I find myself drawn to a small phrase in Mr. Jones’s diatribe that nobody seems to have noticed or remarked on. Forget the female body references that got everyone’s goat. (“As soon as that baby’s lips touched that girl’s bosom, forget it.”) Forgive the finality with which he dismissed women’s futures as traders — “never,” “period.” Focus instead on the relationship that Jones described in poetic terms: “the most beautiful experience, which a man will never share, about the connection between that mother and that baby.” Do you hear the envy in that phrase?
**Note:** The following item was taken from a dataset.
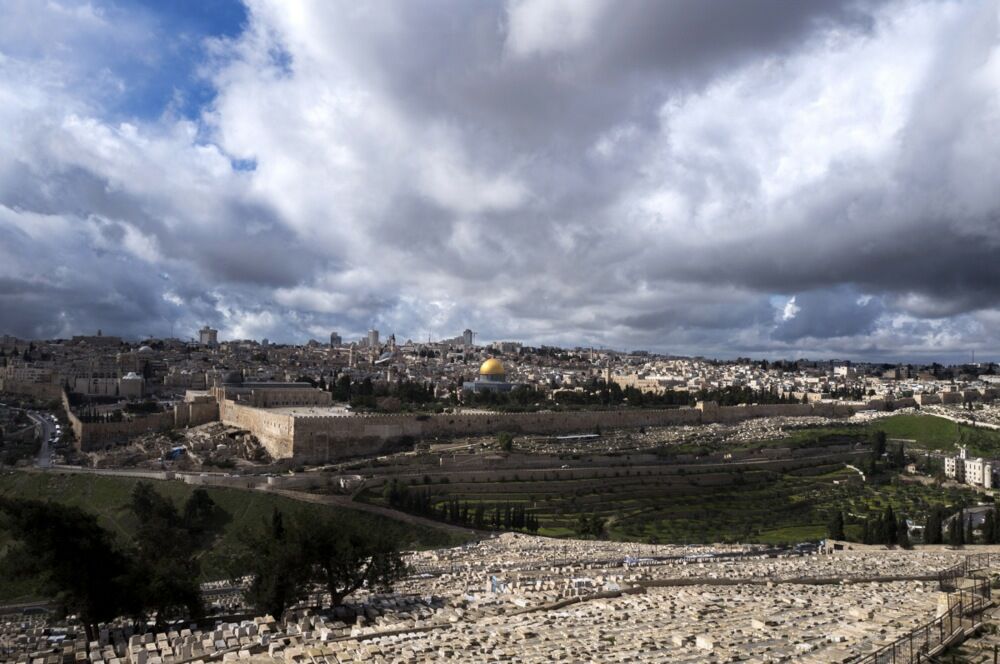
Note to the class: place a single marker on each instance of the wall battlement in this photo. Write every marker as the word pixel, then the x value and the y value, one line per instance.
pixel 323 438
Do you hear the longing of a parent who wants to experience that “connection”? I do.
Which is not to say that you don’t mourn the loss of status that comes with falling into the love of motherhood and that you’re not scared of the danger this represents, but that there is something important about fighting for that love and for that impact to be recognised as valid in self-actualisation. These are very much the kinds of thoughts swirling around me here with posts like this of mine – “Some women want to stay home with children and feminism needs to make peace with that”.
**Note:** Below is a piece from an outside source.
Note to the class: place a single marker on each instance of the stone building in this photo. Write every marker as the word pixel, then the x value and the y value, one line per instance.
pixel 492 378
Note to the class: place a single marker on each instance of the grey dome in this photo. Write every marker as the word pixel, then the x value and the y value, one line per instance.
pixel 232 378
But back to Messud and there are so many quotes of hers I enjoyed in that article about her home-life and this exchange between her and her husband, the critic James Wood is pretty delightful; it’s about ‘selfhood’ in a relationship (a topic that preoccupies me somewhat):
“That’s not true—can we stop that dog?”
“We can bottle her,” says Wood.
“Especially since having children,” Messud continues, “a lot of the time if you ask me ‘Have you read that book?’ the answer would be ‘not personally.’ [BARK!] The household has read it! I’m like the dog eating the leftovers, preying on James’s erudition.” (“On my employment,” Wood mutters, deflecting the compliment.)
“But the embarrassing [BARK!] truth,” she continues, “is that we probably spend more time together than almost anybody we know.”
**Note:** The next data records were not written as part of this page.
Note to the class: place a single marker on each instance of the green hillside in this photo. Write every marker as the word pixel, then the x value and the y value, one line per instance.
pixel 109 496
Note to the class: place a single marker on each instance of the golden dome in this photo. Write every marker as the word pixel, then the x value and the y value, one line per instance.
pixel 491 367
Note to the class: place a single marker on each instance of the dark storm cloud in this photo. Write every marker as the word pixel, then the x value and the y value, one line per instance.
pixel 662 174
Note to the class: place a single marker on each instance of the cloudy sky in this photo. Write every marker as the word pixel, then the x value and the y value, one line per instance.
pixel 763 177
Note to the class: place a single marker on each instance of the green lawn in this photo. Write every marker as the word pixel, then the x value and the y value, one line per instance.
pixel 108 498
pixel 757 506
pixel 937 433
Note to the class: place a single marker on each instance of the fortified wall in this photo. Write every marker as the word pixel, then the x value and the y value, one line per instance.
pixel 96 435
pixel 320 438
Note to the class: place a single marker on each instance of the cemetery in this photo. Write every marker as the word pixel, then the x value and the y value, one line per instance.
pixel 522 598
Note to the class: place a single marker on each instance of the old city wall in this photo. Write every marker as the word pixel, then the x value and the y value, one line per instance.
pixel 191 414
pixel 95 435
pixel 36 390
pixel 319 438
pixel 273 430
“It’s funny, in a way, that you don’t have a room of your own,” Wood says. He has a work room upstairs, Messud an office elsewhere, but she often just works around the house. “On the one hand, there is this continuous marital exchange, but on the other there’s an independent thing going on, which is [BARK!] that her work is a life very separate from me [BARK!].”
“And you from me, which is as it should be,” says Messud. “When James says he writes his pieces between 10 p.m. and 5 a.m.—it’s not just the children that he’s escaping.”
“I think there’s something to that,” Wood says. “That something is claimed at the expense of the [BARK!]—God, it’s not working tonight”—meaning the “bottling.” “That there’s an assertion of need and space and—”
“Selfhood,” says Messud.
“Selfhood it absolutely is,” says Wood. “Neither of us is good at boundaries.”
And then:
To explain, Wood recites two sections from Ferrante’s The Lost Daughter, passages about what children can do to a woman—first to her body, then to her work (“like an insect’s poison injected into a vein”). It’s an oddly brutal thing to read to the mother of your children. At the end of the second passage, the narrator abandons her family. “Nora’s a softy compared to this,” says Wood. Messud is listening stoically, and I begin to wonder if she might even be a little jealous of this unhinged narrator. Then Wood pivots to discuss “this strong counter-impulse” they both feel: “Fuck the outside world. Fuck the work. Children are right in front of you. That’s the work, and the joyous work.”
Love this.
She decided to introduce Nora, the lonely protagonist of her new novel, The Woman Upstairs, with a passage that begins, “I’m a good girl, I’m a nice girl,” and ends with “FUCK YOU ALL.”
I must read this book. Also, the Ferrante. Thanks!